OK, all those upscuddles can happen to any candidate, but it seems to take an Obama to cause a Corey Booker. Corey Booker is the African-American mayor of Newark, N.J., who "broke" early in the cavalcade of Democratic misdeeds and loudly spilled that the negative ads on Romney "nauseated" him. Booker is one of the most appealing politicians in America. I emceed a banquet of ultra-orthodox Jews in Newark where Booker was the main speaker, and you rarely see that kind of spark between speaker and audience. After Booker's "misbehavior" to the party he was forced to make a "hostage video" (saying what he obviously didn't feel; like a hostage with a gun against his spine) taking back his negative remarks about the Democratic advertising machine. Last week, in a fit of intensified anti-Democratic rage, Corey Booker repudiated his hostage video. "I reinforce my original remarks," he said. That's worse than getting bitten by your own dog. That's like getting bitten by your own dog and needing treatment.
When things turn badly, especially after they'd been going so well, and good people find themselves wedded to an unholy cause, psychology crumbles. Why do you think Italian soldiers surrendered by the division during World War II? Are Italians cowards?

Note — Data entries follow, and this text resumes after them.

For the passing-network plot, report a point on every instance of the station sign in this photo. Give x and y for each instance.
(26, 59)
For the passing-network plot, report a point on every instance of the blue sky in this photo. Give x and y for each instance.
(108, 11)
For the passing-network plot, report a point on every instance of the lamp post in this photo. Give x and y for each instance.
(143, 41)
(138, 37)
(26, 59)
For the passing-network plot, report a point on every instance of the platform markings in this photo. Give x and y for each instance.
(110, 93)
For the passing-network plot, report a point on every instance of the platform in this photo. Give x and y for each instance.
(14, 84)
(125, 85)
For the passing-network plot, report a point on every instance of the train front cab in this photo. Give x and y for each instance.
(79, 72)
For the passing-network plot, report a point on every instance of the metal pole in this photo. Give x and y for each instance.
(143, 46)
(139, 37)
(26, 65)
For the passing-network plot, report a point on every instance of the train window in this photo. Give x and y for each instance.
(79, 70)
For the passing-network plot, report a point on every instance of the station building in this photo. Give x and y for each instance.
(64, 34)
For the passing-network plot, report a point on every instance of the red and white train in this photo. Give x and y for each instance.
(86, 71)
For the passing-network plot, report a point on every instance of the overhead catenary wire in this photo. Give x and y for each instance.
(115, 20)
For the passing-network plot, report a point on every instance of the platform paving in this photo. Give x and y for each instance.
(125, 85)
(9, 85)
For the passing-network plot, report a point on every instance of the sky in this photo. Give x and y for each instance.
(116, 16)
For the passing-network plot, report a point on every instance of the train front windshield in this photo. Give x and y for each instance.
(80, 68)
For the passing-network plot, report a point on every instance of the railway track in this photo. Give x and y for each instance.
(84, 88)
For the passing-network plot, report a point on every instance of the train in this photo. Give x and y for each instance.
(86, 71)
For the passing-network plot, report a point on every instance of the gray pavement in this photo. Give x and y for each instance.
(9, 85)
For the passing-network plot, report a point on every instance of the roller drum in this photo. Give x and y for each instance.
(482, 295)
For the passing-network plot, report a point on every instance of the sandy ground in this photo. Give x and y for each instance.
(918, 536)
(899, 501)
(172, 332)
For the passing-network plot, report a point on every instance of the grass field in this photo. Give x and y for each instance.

No way. They just lacked any motivation to fight for their leader, Mussolini, who was allied to the late Adolf Hitler. Gallup, Rasmussen, Zogby and their like may find other language, but Obama's forces are threatened with massive "Mussolini-syndrome" defectors. And who can blame them?
The hordes of Jewish grandchildren headed for Florida to persuade grandparents Obama is best for Israel have been replaced with an e-book suggesting worse trouble in Obamaland and a fresh Newsweek with a cover story urging Obama to pack up and get out.
No wonder they're putting the pies away early.